Manuel Guedán (Madrid, 1985) has resisted, according to his account, the temptation to write a generational novel. In this way, he has opted to build bridges between the time of the Transition and the current situation by portraying the world of work through a quirky, misplaced and losing young woman as the common thread. The result is very graphically titled The Affordable Dreams of Josefina Jarama (Alfaguara) and covers companies, workers, bosses and jobs over several decades and in different places. "The struggle of the progressive generation and that of the precarious today is the same", says the author in a chat with elDiario.es. Guedán adds with great sincerity that this novel, in the key of comedy, is written "from the personal rancor of a precarious person who has suffered crises and two layoffs in a row".
Professor, editor and novelist, Guedán believes that "writing with a generational approach is a very strong temptation, but speeches must be made that overcome this tendency." From this attitude, the author declares his vocation to "build bridges between the different crises and the different generations". Son of former communist militants (his father was a leader of the Maoist Revolutionary Organization of Workers and his mother, a labor lawyer) and married to Rita Maestre, spokesperson for Más Madrid in the capital's City Council, Guedán enjoys a privileged perspective to compare times and compare experiences. This trajectory has served to reveal how labor relations have changed in Spain in the last half century. However, the writer has not used a serious tone as a literary instrument, but comedy and parody. "I wanted to create a picaresque character," he explains, "because the rogue offers a distorted point of view, thinking he's laughing at the world when everyone else thinks otherwise. In reality, the rogue is a victim of the system who ultimately loses control." In this case, the protagonist is a mischievous because I think job insecurity affects women more than men".
Guedán did not want to draw serious characters to address a ruthless and funny criticism of the mechanisms of the labor system. This being the case, The affordable dreams of Josefina Jarama is very inspired, as the author himself acknowledges, in some novels by Eduardo Mendoza, in films by Luis García-Berlanga or, basically, in the great picaresque tradition of Spanish literature. "Humour", he comments, "means a collective catharsis. In fact, it is enough to go to social networks to see how indignation against injustice is expressed through humor. This avoids falling into impotence". Thanks to an effort in documentation and interviews with workers, the author leads Josefina, his character, through companies ranging from the toy industry in Ibi (Alicante) in the seventies to food delivery companies in domicile in today's Madrid, passing through the awakening of the leisure business in the eighties, symbolized in the Valencian route of the bakalao, or in the commercial aggressiveness of the banks in a left-wing Andalusian town in the nineties. Through this vital itinerary, Josefina's adventures include a conflictive relationship with her communist mother or her ambiguous and naive dealings with her bosses or with her colleagues. But the conclusion points out that the social ascent that Josefina seeks derives in a mirage.
Manuel Guedán has no doubts that "meritocracy exists, but in a minimal percentage that ultimately makes it the exception and not the norm." "Of course," he adds, "it is convenient to know the examples of success, but it would also be very instructive to know the examples of failure. For this reason, it is necessary to demystify common places that are deeply rooted today, such as the value of innovation or entrepreneurs, where 1% win and the rest become part of the platoon". From his experience of having lived in the United States in his formative stage, Guedán is surprised, like many other people, that this false philosophy of success that promoted North American capitalism (the idea that anyone can become president) continues to be valid today. the long of the time. In any case, his novel also highlights the intimate connection that occurs in Spain between work and family to the point that many jobs are achieved in this country through family network contacts.
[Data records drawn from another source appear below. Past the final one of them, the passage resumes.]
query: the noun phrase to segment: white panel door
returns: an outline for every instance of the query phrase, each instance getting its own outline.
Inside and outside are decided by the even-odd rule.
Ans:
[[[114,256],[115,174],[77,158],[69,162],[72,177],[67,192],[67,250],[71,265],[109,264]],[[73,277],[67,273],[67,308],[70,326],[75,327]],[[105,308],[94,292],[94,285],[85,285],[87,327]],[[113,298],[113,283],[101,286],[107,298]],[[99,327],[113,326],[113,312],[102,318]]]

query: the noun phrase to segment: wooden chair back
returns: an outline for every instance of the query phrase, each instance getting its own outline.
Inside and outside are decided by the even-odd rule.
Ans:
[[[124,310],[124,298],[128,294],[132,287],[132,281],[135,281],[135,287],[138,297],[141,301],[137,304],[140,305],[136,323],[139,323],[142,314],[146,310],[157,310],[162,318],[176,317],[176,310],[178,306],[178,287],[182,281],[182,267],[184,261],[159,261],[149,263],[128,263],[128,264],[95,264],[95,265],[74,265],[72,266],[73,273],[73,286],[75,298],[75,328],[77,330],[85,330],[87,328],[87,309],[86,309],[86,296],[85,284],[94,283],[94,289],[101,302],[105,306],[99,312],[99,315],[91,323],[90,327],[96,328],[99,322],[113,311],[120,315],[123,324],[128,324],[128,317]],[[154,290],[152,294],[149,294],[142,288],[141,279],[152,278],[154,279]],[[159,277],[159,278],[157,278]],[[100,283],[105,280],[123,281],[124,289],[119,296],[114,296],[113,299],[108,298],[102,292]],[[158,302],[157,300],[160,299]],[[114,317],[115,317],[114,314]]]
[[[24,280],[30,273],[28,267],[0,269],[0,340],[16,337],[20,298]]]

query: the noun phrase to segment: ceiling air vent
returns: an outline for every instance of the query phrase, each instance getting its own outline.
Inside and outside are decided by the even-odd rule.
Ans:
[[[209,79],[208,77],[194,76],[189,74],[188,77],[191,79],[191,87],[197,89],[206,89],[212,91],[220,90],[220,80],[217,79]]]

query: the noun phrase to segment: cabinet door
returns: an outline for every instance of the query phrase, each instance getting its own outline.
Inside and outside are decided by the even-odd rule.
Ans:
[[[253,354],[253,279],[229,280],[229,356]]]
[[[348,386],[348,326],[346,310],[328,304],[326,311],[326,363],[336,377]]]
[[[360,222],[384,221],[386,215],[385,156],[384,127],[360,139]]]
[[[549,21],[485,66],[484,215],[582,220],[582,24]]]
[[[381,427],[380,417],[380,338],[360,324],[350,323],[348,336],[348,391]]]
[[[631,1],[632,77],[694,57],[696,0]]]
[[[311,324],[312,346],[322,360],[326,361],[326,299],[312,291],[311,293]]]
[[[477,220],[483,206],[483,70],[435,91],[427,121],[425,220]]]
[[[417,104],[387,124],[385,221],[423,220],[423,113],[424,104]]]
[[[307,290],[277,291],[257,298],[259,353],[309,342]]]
Publisher at Lengua de Trapo and teacher, this novel by Guedán, the second he has published, also comes after two essays on literature and a commissioned political book, Podemos: a collective history (Akal, 2016). Although he sympathized with Podemos in its beginnings and now identifies with Más Madrid, the writer clarifies that he has never held public or organic positions. He confesses that he no longer discusses politics so much with his social-democratic father and believes that the coalition government between the PSOE and Podemos is holding up and has made progress. When assessing whether disenchantment has spread in the alternative left, he believes: "It is clear that the most transformative moment that was experienced in 2015 and in the following years has passed for the moment. Now, illusion as a political weapon is something very volatile. In fact, you have to be on the left with hope and without hope, also taking into account that ideological struggles are inevitable in any area of life".
From his essay on Manuel Puig, the Argentine writer who wrote The Kiss of the Spider Woman, to the present day, Guedán has touched many labor and professional keys, although he declares that diversity attracts him. "The truth," he says, "is that I feel comfortable in the solitude of the writer and in the socialization of the teacher. Until now I have dedicated myself to many things because I said yes to everything when labor rights begin, in fact, when you gain the ability to say no. I like the professional variety anyway."